This is a short report which relates to an old proposal that has been in existence for five years now to exercise control over concentrations which may affect the free working of the market. The control proposed is similar to a control which is already in existence over agreements between undertakings or abuse by large undertakings of their dominant position within the Common Market or in a substantial part of it. The proposed new Regulation, this being in draft for our consideration at this stage, would apply to concentrations where either there is an aggregate turnover of the undertakings involved exceeding 500 million units of account—which is I suppose about £275 million—and, as well, a market share of more than 20 per cent or if that turnover is not reached, the turnover is less than that, where the market share in any case exceeds 30 per cent. Apart from the control which would arise in either of these situations it is proposed in the Regulation that there would be compulsory notification in a case where the undertaking being taken over has a turnover of more than 50 million units of account. Under the proposal the Commission can commence proceedings within three months. If it does not the concentration is presumed to be compatible, that merged concentration is to be considered. However, if it is a decision of the Commission to investigate it or make inquiries then it must make a final decision within nine months on proceedings. Based on criteria specified in the Regulation the Commission may declare that the concentration is incompatible or that it is entitled to be exempted subject to conditions. If it is incompatible the Commission are entitled to get the concentration broken-up, impose fines and so on, subject to appeal to the Court of Justice.
Under the existing law of the Community if an undertaking acquires a dominant position and proceeds to abuse it the Commission have power to require the undertaking to end the abuse.

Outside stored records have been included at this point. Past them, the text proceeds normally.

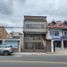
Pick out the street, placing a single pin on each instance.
(33, 61)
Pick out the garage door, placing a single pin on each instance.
(14, 44)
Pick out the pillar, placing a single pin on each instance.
(52, 46)
(62, 45)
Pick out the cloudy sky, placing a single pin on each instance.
(12, 11)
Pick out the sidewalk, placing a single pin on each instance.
(40, 53)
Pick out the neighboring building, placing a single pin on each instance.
(3, 33)
(13, 39)
(35, 29)
(57, 33)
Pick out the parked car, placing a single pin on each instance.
(6, 50)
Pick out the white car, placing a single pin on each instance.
(6, 50)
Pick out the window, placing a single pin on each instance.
(35, 26)
(65, 33)
(54, 33)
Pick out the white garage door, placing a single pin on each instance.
(13, 43)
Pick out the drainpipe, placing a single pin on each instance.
(52, 46)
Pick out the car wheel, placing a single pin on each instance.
(5, 53)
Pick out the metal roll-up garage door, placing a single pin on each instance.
(14, 44)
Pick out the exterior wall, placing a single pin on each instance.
(35, 29)
(48, 46)
(48, 36)
(36, 26)
(3, 33)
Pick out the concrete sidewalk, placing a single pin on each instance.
(40, 53)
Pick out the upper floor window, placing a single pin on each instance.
(54, 33)
(35, 26)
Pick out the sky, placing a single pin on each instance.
(13, 11)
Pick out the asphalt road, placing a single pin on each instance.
(33, 61)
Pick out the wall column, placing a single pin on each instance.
(52, 46)
(62, 44)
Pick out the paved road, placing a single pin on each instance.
(33, 61)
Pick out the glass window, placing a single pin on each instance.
(54, 33)
(35, 26)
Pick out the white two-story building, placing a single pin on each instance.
(56, 35)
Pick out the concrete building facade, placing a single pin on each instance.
(57, 33)
(35, 30)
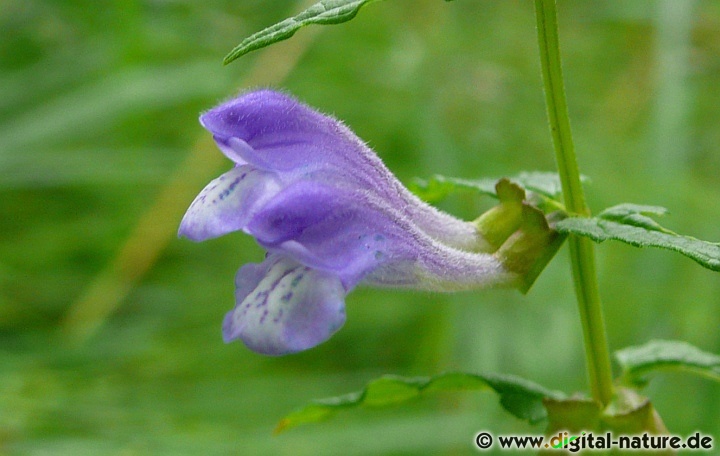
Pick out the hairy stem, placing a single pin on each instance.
(581, 249)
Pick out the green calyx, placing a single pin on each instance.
(519, 234)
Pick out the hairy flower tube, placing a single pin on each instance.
(331, 216)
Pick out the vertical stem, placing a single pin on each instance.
(581, 249)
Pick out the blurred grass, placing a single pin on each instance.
(98, 111)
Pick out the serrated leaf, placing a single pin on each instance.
(628, 223)
(439, 187)
(522, 398)
(324, 12)
(636, 362)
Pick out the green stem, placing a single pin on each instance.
(581, 249)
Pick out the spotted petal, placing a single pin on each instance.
(284, 307)
(227, 203)
(274, 132)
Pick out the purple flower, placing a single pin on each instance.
(330, 215)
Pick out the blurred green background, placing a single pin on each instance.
(110, 326)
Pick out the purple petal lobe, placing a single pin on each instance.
(284, 307)
(273, 131)
(228, 203)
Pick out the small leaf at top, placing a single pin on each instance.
(522, 398)
(638, 361)
(323, 12)
(629, 223)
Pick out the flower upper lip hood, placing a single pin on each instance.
(330, 215)
(272, 131)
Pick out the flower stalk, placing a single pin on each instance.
(582, 254)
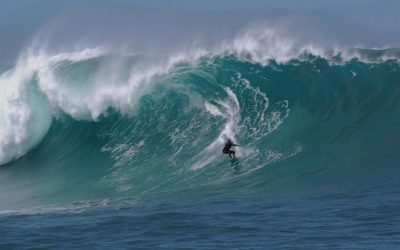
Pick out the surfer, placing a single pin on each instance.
(227, 149)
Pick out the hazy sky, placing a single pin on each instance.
(365, 23)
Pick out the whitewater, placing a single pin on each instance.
(109, 145)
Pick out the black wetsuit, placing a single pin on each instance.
(227, 149)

The court has held that it may do this in the case of a merger if the abuse arises through a merger and as a result of the merger the undertaking is so strengthened that a degree of dominance has been reached which substantially fetters competition, which is defined by the Court as the situation in which only undertakings whose behaviour depends on the dominant one remain in the market. Under existing law no criteria, no turnover figures or market shares, are specified; it is left at large, as I understand the position. But under the existing law, though left at large, the Commission can order decartelisation. Therefore the Commission already possess substantial power but are seeking power to prohibit proposed mergers. The Joint Committee have been affected in the drafting of this report by the view which has been expressed in one authoritative journal that the staff would require to be increased by two-thirds, that is, the staff of the Directorate General dealing with this matter, and that the machinery would become dangerously bureaucratic. In effect it was felt that the Regulation discloses an attitude which is anti-merger as distinct from merely being concerned with abusive market possession or dominance arising.
The Joint Committee question whether the proposed Regulation represents the best way of extending Community control. In doing so it has also been affected by views expressed quite strongly to it by the Confederation of Irish Industry. The Joint Committee expresses the view that the Commission's control—if the Regulation were adopted—should be through a consultation process with the Advisory Committee whose approval the Joint Committee believes should be required, the Advisory Committee consisting of an official from each Member State.

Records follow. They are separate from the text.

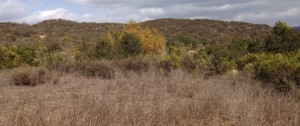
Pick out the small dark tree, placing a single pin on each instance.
(282, 39)
(103, 49)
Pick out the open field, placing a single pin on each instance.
(149, 98)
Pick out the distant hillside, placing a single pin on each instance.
(201, 29)
(297, 28)
(209, 30)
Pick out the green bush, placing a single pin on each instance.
(104, 49)
(134, 64)
(282, 39)
(130, 45)
(9, 57)
(188, 41)
(100, 69)
(278, 69)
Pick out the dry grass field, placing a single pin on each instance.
(146, 99)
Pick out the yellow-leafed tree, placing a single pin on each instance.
(153, 42)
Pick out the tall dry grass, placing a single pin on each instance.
(147, 99)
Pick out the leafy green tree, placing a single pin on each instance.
(188, 41)
(282, 39)
(131, 45)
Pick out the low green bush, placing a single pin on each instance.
(30, 76)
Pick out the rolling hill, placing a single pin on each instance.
(202, 29)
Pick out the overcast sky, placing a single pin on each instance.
(254, 11)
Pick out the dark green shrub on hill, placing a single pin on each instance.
(104, 49)
(282, 39)
(188, 41)
(278, 69)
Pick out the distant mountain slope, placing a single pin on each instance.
(203, 30)
(209, 30)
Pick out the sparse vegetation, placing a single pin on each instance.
(115, 74)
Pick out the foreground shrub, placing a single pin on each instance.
(100, 69)
(282, 70)
(30, 76)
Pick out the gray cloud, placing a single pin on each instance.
(11, 9)
(255, 11)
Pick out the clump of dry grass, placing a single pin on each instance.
(30, 76)
(136, 65)
(148, 99)
(100, 69)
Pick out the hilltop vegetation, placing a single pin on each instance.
(202, 30)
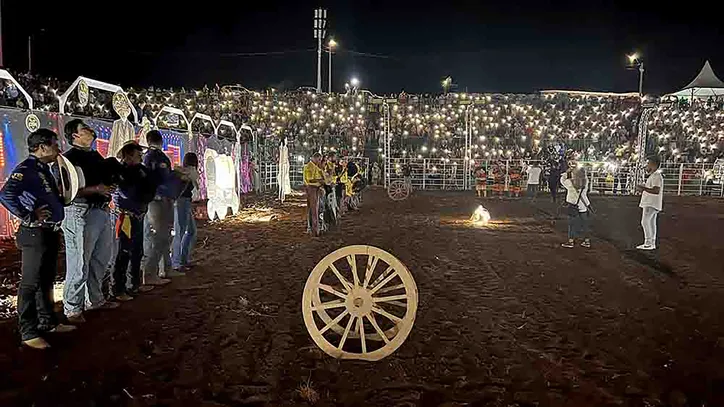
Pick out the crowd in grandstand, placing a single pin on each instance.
(598, 128)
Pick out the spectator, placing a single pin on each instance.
(86, 227)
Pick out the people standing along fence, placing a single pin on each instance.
(32, 195)
(86, 227)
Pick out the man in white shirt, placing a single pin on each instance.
(652, 200)
(534, 172)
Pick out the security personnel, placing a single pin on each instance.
(31, 194)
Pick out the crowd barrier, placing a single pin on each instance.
(693, 179)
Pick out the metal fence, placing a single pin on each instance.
(604, 178)
(269, 172)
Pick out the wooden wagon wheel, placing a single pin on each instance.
(398, 190)
(361, 313)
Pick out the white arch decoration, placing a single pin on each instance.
(92, 83)
(6, 75)
(172, 110)
(227, 124)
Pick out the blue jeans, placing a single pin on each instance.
(157, 238)
(88, 240)
(578, 225)
(184, 233)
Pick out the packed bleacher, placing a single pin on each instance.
(598, 128)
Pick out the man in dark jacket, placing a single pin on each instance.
(135, 190)
(31, 194)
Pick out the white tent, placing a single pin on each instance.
(705, 85)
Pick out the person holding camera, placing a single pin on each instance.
(31, 193)
(87, 226)
(575, 182)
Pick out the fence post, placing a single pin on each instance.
(424, 172)
(507, 173)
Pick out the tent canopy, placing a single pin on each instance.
(705, 85)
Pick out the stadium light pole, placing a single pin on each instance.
(320, 31)
(330, 47)
(635, 61)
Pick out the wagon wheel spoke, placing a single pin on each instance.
(333, 322)
(392, 288)
(353, 265)
(383, 282)
(362, 338)
(380, 278)
(386, 314)
(371, 265)
(332, 291)
(390, 298)
(341, 279)
(346, 332)
(371, 318)
(328, 305)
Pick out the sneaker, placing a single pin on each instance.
(140, 290)
(36, 343)
(61, 329)
(105, 305)
(76, 319)
(176, 273)
(157, 281)
(122, 298)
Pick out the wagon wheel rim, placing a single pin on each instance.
(398, 190)
(371, 312)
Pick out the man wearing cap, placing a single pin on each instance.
(135, 190)
(86, 227)
(160, 216)
(31, 194)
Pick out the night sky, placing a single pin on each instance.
(511, 46)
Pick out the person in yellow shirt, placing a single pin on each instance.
(313, 180)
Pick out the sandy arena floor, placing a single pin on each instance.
(506, 316)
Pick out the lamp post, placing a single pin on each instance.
(635, 61)
(320, 31)
(330, 47)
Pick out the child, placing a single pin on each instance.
(184, 222)
(652, 201)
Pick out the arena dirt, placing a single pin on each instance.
(506, 316)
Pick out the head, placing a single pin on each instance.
(154, 138)
(578, 176)
(79, 134)
(652, 163)
(191, 160)
(43, 144)
(130, 153)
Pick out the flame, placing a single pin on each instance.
(481, 216)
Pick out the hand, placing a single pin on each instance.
(42, 213)
(104, 189)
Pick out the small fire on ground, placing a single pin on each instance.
(480, 217)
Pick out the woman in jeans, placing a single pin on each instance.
(184, 222)
(577, 203)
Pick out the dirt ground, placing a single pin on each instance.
(506, 316)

There are just two other points on it. A 12-month period was given to the Commission to reach a decision. In the Sub-Committee's view the requirement should be to commence proceedings within a month and to give a decision within two months. Finally, the Joint Committee stresses the confidentiality requirements of the proposed Regulation and the necessity for their strict observance and enforcement.

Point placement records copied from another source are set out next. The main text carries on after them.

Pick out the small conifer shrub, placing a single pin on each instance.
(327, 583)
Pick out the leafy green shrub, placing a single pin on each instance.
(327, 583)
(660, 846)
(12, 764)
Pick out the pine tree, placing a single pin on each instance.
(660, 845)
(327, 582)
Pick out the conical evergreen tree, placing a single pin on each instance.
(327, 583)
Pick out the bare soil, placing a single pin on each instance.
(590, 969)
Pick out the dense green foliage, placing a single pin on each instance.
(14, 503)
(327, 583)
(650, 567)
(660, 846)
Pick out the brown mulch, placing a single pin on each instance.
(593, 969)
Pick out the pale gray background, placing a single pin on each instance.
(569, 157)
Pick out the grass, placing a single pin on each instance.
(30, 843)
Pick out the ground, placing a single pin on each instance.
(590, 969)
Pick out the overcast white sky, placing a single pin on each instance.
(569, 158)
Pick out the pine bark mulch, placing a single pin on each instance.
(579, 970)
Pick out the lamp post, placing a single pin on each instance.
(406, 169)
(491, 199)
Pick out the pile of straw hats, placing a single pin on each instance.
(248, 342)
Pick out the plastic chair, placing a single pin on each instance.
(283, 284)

Perhaps it is relevant too to remind the Joint Committee at this stage that we have just passed through both Houses of the Oireachtas legislation which is awaiting the signature of the President which would give ministerial control of mergers which involve the merging of Irish companies or of Irish companies with foreign companies, where both the merging companies have either assets of £1¼ million or a turnover of £2½ million, irrespective of their market share. The control existing in this segment of the market is therefore very much more extensive than anything proposed in this proposal which will be the law very shortly and will also give power to the Minister after certain procedures are followed to order the decartelisation or the break up of anything which constitutes a monopoly, which is defined as being anything in excess of 50 per cent of the market or being in receipt of 50 per cent of the commodity used or the commodity supplied. Companies which export 90 per cent of their production are excluded. That summarises the situation as I find it.